Here So Far Away(10)



“Ten,” Lisa said.

“I don’t have ten.”

“Well, do you have lip balm? Because I can’t find mine.” She was elbow-deep in her gigantic purse, like she was trying to birth a farm animal.

“You aren’t going to leave without paying for that.”

A young clerk was standing at the end of the aisle. He pointed to the book that Lisa had tucked under her other arm as she rummaged around in her bag.

“No,” Lisa said. “I mean, yes. Yes, sir, I’m going to pay.”

She was now holding the book out as though it was radioactive. As bossy as Lisa could be with her friends, she was way too fragile outside of the bubble wrap of our group to take on an adult, even an adult wearing seven layers of Band-Aid-colored pimple cream over his forehead acne and a name tag that read “Brenda.”

I swiped the book from Lisa and speed-walked over to the clerk, giving his sleeve a conspiratorial tug. “Hey, buddy, she just found out she’s really sick,” I whispered. “Not the best time to accuse her of stealing.”

The clerk’s hand went to his forehead. “I didn’t mean to . . . My boss asked me to check because we’ve been losing a lot of stock to high school kids.”

“We go to Aurora,” I said. “The theater program?”

“Yes, of course—”

“Besides, if she wanted to steal something, would she take . . .” The book was called Observatory Direction.

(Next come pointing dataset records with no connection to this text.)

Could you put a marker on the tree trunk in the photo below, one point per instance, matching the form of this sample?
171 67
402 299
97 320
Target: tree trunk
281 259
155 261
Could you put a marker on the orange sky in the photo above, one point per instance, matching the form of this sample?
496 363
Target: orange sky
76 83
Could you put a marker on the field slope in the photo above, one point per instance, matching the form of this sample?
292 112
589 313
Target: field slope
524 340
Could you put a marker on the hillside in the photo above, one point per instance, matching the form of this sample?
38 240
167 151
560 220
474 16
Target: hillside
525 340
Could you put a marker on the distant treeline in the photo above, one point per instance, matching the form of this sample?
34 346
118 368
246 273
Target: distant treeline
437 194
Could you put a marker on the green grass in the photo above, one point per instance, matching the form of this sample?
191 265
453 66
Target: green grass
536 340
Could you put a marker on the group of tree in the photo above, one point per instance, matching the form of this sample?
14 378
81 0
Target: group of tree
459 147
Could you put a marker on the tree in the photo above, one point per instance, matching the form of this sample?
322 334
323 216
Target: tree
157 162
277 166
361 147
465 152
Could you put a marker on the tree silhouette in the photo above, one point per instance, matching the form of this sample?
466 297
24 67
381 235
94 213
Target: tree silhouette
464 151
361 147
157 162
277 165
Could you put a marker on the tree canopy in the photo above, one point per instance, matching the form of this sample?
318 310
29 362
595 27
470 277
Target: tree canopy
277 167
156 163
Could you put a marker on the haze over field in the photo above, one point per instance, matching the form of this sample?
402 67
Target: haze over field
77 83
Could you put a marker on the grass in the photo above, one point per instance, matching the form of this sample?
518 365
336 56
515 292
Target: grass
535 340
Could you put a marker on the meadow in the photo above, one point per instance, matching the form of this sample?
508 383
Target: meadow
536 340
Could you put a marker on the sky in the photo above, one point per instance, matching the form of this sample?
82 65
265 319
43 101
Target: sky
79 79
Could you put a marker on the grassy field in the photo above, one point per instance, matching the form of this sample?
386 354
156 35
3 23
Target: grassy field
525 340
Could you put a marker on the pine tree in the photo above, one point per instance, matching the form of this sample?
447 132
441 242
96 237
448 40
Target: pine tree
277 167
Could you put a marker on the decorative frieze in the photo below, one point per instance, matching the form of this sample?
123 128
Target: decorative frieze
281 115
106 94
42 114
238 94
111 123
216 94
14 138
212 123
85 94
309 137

It looked impenetrable. “Do you think someone who would read a book like this would steal a book like this?”

“No, of course. Of course not. I’m so sorry.”

I took the five-dollar bill out of my back pocket and put it in his pink-smeared hand.

“It’s more than five, but . . .” He waved the bill in Lisa’s direction and said, with too much pep, “Sorry for the misunderstanding! Hope you’ll be alright!”

I hurried Lisa out before she could decide she felt bad for him. “If you said what I think you said, you’re going to hell,” she said. “And not regular hell, the hell below that.”

“The furnace room of hell?”

“The hidden bunker under the furnace room of hell.”

She was still a little nervous as we wandered the makeup and perfume aisles at Thompson’s, and being overly cautious about keeping her hands fully visible. None of the clerks bugged us, but none of them offered samples either, even though we were practically the only customers, and they were standing around with samples in their hands. A Clinique clerk, with bangs so teased and stiff they seemed varnished, tapped her red fingernails loudly on the cash register.

Lisa peered into the makeup case in front of her. “George? Uh, what time do we have to be at the hospital?”

“What time . . .”

“Chemo starts at six, which means what for prep?”

She was somehow managing to act like she was unsteady on her feet and trying to hide it. I covered my smile with a cough. “Five thirty,” I said. “But you know they’re always running late.”

“Let’s not hurry, okay? Let’s try to enjoy today.”

The clerk straightened up and tugged on the hem of her jacket. “Would you two girls like some lipsticks to take with you? What about nail polish? We’ve got very cheerful new colors.”

“Oo-de-lally!” Lisa said as we left the mall, a pound of samples clacking inside her bag. “Now we can go to the bunker below the furnace room of hell together.”

“Like we always dreamt!”

“Hey, listen.” She bumped me with her elbow. “Will you be my stage manager? If I get the play?”

“Why wouldn’t you?” Lisa had earned it, taking any backstage job she could get in every single school production, including the lip-synch battles and that traveling hypnotist who turned twelve kids into a flock of chickens. And though only seniors were allowed to direct the play, she’d had the chance to direct a whole bunch of things at this fancy theater camp that she and Sid had gone to the previous summer.

“Someone else might submit a better proposal,” she said. “Anyway, will you?”

“Is that props and stuff?”

“Yes.”

“Are you asking me because you think I have a natural talent for stage managing?”

“Yes.”

“Are you really asking me so I’ll make sure everyone listens to you?”

“Yes!”

“Okay, cool. Sure.”

We wandered over to Pierre’s, a chain of secondhand clothing stores. You could practically see the stench of BO rising from the clothes piled up in the raised wooden bins, but there weren’t many other options around, unless you wanted to dress like a secretary or somebody’s mum.

It had taken me years to find a vintage-based uniform that I liked and Lisa approved of. Sneakers or boots, always. Jeans, almost exclusively, in various states of wear, with an inverse relationship to the frilliness of the top: new for a well-worn blazer; ripped for a dainty cap-sleeved blouse. I put my hand on a polyester cruise shirt with a palm-tree pattern. “You want Old Lady When She Was Young and Chic,” Lisa said.

“What’s this?”

“Old Lady.”

“Maybe that could be my thing. I don’t have a thing.”